Naar hoofdinhoud
Théâtre National Wallonie-Bruxelles

Down and out

Un texte d'Olivier Bailly sur l'expo de Loïc Delvaulx

"Down & Out, le cercle vicieux de la précarité", une exposition du photographe Loïc Delvaulx à voir jusqu'au 23.12.2017.

 

En 2008, dans le cadre d’un livre sur les bénéficiaires du Samusocial (Down & Out), Loïc Delvaulx rencontre Michel. Ce jeune gars (31 ans) connaît alors sa première nuit dans les rues de Bruxelles. Il est balafré par la vie, rongé par l’alcool depuis ses 14 ans. Le médecin qui le suit est clair : « Vous n’arriverez pas à 40 ans ». Janvier 2017, Michel est mort. Six mois avant son quarantième anniversaire. Comme prévu.

Ce qui impressionne le plus dans le parcours de Michel, c’est cette impossibilité à corriger un départ catastrophique dans une existence, redresser la haine d’une mère saoularde, effacer les coups de poing d’un oncle. L’échec d’une société. Comment répare-t-on les vivants ?
 
Pendant dix ans, Loïc a continué à voir Michel. Il a cru qu’il s’en sortirait. L’a vu rechuter.
Le livre Down & Out racontait Michel en 2009. Voici ce qu’il est devenu en 2017.

Michel habitait à Clabecq dans un appartement, au-dessus de la maison de sa « marraine de cœur », Martine. De là, Michel partait chez Maryse, à 300 mètres de distance. Et entre les deux femmes de sa fin de vie, il y avait un café, Chez Valy, où Michel faisait la fête, travaillait un peu, chantait les karaokés de Freddy Mercury et de Johnny, parfois. Et buvait de l’alcool, beaucoup.
 
Martine, la soixantaine, a accueilli Michel à une de ces énièmes sorties d’hôpital. De lui, elle dit qu’il était « brave ». Elle a géré son argent, l’invitait aux fêtes de fin d’année.
« Si j’avais besoin de lui, il était là. Il aurait pu faire partie de ma famille, avec mes enfants, mes petits enfants, s’il n’avait pas autant bu ». Mais Michel boit et fait « quelques suicides ». De la terrasse, il saute dans le vide et se brise les jambes. Il s’entaille les veines. Avale des médicaments. Ce n’est pas de tout repos de fréquenter Michel. « S’il avait rencontré les bonnes personnes, il aurait été quelqu’un de bien. Il a raté sa vie ». Martine y a cru pourtant. Deux ans de stage en tant que maitre d’hôtel. La boisson modérée, le teint rose. La meilleure période de sa vie. On ne l’a pas gardé.

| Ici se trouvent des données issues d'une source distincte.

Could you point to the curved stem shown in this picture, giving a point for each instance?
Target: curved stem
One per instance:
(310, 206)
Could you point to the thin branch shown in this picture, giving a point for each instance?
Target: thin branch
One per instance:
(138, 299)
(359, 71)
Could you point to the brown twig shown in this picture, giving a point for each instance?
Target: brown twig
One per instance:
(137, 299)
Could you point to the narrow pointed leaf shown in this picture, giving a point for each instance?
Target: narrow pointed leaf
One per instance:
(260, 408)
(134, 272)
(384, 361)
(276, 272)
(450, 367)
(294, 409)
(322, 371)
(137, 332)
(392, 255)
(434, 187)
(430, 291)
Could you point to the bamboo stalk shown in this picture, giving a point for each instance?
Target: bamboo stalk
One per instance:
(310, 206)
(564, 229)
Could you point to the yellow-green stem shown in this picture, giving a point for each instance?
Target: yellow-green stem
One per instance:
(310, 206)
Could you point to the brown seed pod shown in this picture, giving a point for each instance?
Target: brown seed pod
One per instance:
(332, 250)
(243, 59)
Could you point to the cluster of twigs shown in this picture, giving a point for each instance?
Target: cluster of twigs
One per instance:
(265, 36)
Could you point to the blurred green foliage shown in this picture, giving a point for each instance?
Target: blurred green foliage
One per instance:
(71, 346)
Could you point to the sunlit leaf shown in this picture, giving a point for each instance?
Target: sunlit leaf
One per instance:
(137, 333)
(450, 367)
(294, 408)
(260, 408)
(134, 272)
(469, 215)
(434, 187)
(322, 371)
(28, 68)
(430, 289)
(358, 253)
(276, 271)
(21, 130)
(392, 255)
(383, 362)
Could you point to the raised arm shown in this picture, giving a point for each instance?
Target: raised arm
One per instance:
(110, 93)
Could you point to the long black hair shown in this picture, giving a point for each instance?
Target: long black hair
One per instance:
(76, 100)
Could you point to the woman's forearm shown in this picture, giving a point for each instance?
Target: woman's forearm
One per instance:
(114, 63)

Puis il a enchainé des petits boulots. C’est comme ça qu’il a rencontré Maryse (85 ans). De l’intergénérationnel comme on en rêve. Il lui préparait à manger, faisaient ses courses. Ils se tenaient compagnie, parce que Michel ne supportait pas la solitude. Au point de « bloquer » un peu Maryse dans ses tâches ménagères. Ils buvaient ensemble quelques petits whiskys à l’eau. Trois, quatre. Peut-être plus. Michel titubait. S’écroulait. Restait inanimé par terre. Ca faisait peur à Maryse. Mais ils ont beaucoup ri aussi, comme quand Michel imitait Sarkozy ou Johnny. « Il m’a boosté. Je vivais dans mon jus. Il m’a mis un coup de jeunesse. Je n’avais pas de visite, j’en ai eu trop avec Michel. Le vide est encore plus fort. Il me manque. »

Entre Martine et Maryse, il y a donc 300 mètres que Michel parcourait à pied, ou en voiture quand trop saoul, il était reconduit par Maryse. Ces 300 mètres séparent deux femmes qu’il a beaucoup aimées. Il appelait parfois la vieille dame solitaire « Maman », du nom de celle qui lui aura manqué toute sa vie. Sous son blouson noir en cuir, Michel était un cœur tendre. A sa marraine, il avait envoyé par sms « le nombre d’étoiles dans le ciel, c’est le nombre de bisous que je t’envoie. » Un lundi de janvier, elle l’a retrouvé mort, couché par terre dans son appartement. Un malaise ? Le corps habillé en jogging, affalé sur le sol entre la chambre et la cuisine. La tasse de café renversée.
Avec sa famille alcoolique et ses amis portés sur la boisson, Michel avait toujours affirmé : « La première chose que je fais quand j’arrive au ciel, j’ouvre un bar ». Eboueur en CDD, maitre d’hôtel en stage, petits boulots au noir, on n’a pas réussi à l’amener vers un projet plus intéressant sur terre. C’est un peu de sa faute. Aussi de la nôtre. Alors voilà. Le bar est ouvert.